Nuit de Noël, ténèbres du monde, indifférence de beaucoup. Mais Dieu ne se résout pas à voir ses enfants loin de lui, apeurés, désespérés. Il voit la misère de son peuple, comme il le disait jadis à Moïse (Ex 3, 7), il descend pour nous sauver. Il vient, le Très-Haut, en un tout petit enfant, bébé si vulnérable et presque insignifiant pour certains. Oui, un enfant nous est né, voici le Prince de la paix. Il rejoint chacun là où il en est, c’est bien au monde d’aujourd’hui qu’il offre sa grâce.
Ne nous lassons pas de méditer le récit de la naissance du Sauveur, Luc nous permet d’en ressentir l’essentiel : le contexte difficile pour Marie et Joseph, leur grande docilité, la pauvreté de l’endroit qui voit le Fils de Dieu couché dans une mangeoire, et puis la joie du ciel envahissant bientôt la Terre. Méditer, prier, adorer.

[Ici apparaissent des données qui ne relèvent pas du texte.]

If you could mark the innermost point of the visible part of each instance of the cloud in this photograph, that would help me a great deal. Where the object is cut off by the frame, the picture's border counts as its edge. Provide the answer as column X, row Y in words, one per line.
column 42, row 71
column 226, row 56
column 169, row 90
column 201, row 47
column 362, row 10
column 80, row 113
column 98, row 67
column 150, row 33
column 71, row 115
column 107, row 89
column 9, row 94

Silence qui se laisse remplir de présence. Joie du salut qui ne nous quittera plus. « (Père) lorsque ton Verbe prend sur lui la fragilité humaine, notre condition mortelle en reçoit une infinie noblesse ; il devient tellement l’un de nous que nous devenons éternels » (3ème préface de la Nativité).
Laissons-nous encore étonner de cet Enfant-Dieu, cadeau tout neuf, la nouveauté de Dieu étant inépuisable… À notre ‘’pouvoir d’achat” substituons notre ‘’pouvoir d’adoration”. Rendons nos yeux et nos cœurs blasés capables d’émerveillement. Oublions la frénésie commerciale pour goûter le silence et la paix de l’adoration. Gloire à Dieu et paix sur terre.